Numerous cultural factors can contribute to the risk of eating disorders, and while religion is only one of those factors, it should not be overlooked. It is possible to be both respectful of a religious culture and cautious about how certain rituals or traditions could be risk factors for those with eating disorders or predisposition for them. As Elizabeth Claydon writes at Examiner.com,

“just as healthy eating can act as a slippery slope into orthorexia for certain people, fasting for religious or cultural reasons could transform into longer-term disordered eating or an eating disorder.
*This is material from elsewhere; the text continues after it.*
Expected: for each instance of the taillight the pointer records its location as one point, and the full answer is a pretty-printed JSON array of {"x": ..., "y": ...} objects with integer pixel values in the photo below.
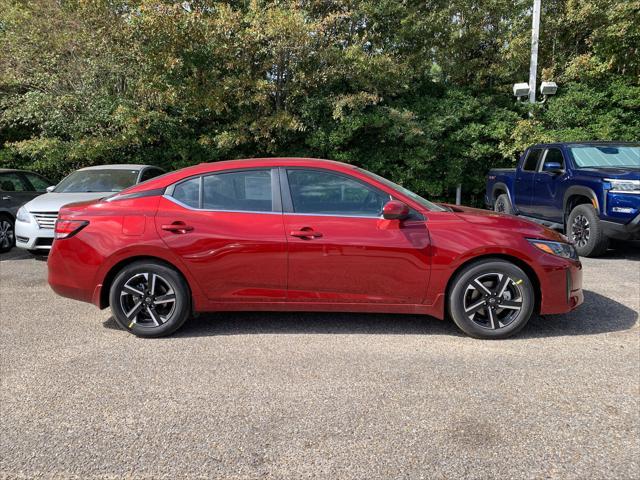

It is important that clinicians are aware of this risk so warning signs aren’t conflated with religious practice.”

The important takeaway on this topic is that we (especially clinicians and religious clergy) need to be aware of the possibility for religious fasting to impact an existing eating disorder or someone who is predisposed to an eating disorder. However, making a generalization that “religious fasting is bad” is a harmful blanket judgment that could alienate many people and make them less likely to reach out and get the help they need.

*In 2013, the DSM-V replaced EDNOS by OSFED (Other Specified Feeding or Eating Disorder).